Dlaczego w tej części Austriak (Arnord Schwarzenegger) musi zabić Sarę Connor ? A co ona jest winna jak jej na wojnie z robotami nie było bo któregoś roku zginęła. W 2 broni ją, w 3 synalka. A w 1 ??? Zabić ??? Bezsens... Bardzo proszę o odpowiedź bo nie rozumiem tego.
Nie wiem jak oglądałeś film, ze tego nie załapałeś.. Arni miał zabić Sarę, żeby John sie nie narodził w ogóle..
Bezsens to jest nie zrozumienie tak prostego wbrew pozorom wątku, jakim była próba zabicia matki przywódcy ruchu oporu zanim ten się narodzi. :)
Czego tu nie rozumiesz?
Maszyny chciały pozbyć się przywódcy ruchu oporu. Wysłały termiantora by zabił jego matkę, by w ten sposób mieć całkowitą pewność, ze nie będzie on istniał.

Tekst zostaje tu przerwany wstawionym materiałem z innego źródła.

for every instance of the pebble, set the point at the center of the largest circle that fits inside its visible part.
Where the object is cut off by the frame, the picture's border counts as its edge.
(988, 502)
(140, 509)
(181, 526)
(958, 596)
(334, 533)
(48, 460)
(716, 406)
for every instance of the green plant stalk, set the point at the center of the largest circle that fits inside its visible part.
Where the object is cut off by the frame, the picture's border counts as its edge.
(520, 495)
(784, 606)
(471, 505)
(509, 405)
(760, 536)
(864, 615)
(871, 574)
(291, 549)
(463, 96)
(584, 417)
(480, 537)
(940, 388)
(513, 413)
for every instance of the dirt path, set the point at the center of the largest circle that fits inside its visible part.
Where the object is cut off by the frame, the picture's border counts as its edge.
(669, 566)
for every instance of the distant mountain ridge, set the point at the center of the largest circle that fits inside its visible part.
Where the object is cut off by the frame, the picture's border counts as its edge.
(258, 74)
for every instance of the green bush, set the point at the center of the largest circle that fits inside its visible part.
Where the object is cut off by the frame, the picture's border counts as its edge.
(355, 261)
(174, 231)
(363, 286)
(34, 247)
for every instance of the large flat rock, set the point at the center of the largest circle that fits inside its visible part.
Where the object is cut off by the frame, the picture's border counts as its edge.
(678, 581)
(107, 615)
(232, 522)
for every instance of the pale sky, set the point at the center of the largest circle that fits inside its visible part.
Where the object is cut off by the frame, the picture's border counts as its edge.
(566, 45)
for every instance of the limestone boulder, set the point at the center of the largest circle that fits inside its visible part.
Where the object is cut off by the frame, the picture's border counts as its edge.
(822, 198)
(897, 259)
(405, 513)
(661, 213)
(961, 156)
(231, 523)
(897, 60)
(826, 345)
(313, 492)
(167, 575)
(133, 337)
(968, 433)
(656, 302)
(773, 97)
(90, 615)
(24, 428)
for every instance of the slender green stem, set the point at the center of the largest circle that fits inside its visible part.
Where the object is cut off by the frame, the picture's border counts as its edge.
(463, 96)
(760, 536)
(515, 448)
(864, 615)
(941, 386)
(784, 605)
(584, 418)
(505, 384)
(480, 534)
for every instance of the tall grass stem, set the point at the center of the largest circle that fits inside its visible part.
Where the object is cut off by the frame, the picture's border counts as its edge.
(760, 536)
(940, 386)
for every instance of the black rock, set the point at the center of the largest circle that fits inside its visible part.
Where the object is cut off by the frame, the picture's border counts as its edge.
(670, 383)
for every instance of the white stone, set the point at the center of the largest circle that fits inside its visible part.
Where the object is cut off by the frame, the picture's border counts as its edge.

W 1 chce zabić matkę syna Ruchu Oporu. A ja myślałem że on ma ją chronić przed jakimś wrogiem jaki przyleciał z przyszłości tak jak w 2 i w 3. W 2 chronił Matkę i Syna przed T-1000 bo on miał w planie ich zabić. W 3 Chronił syna przed T-X kobietą cyborgiem co chciała zabić Connora. Moim zdaniem w 1 powinno być odwrotnie tak jak w 2 i 3 a nie robot przybywa do przeszłości i usiłuje zabić matkę, a drugi cyborg unie możliwia tego. Bez sens trochę...
Ale przecież jest tak samo jak w jedynce i dwójce. Tylko, że matkę chroni Kyle a nie Arni. Ten film był pierwszy i zapewne nikt nie myślał, że później Arni będzie tym dobrym.
Nie ogladales dokladnie.
Arni w jedynce byl zlym cyborgiem bo tak byl zaprogramowany przez Sky Net zeby zabic Sare.
W T2 stal sie dobrym cyborgiem bo jak sam powiedzial zostal zaprogramowany przez Johna z przyszlosci by go chronic w przeszlosci.
I to John go wyslal a nie Sky Net.
A ze wygladali tak samo, po prostu taki model.
Proste, kapujesz?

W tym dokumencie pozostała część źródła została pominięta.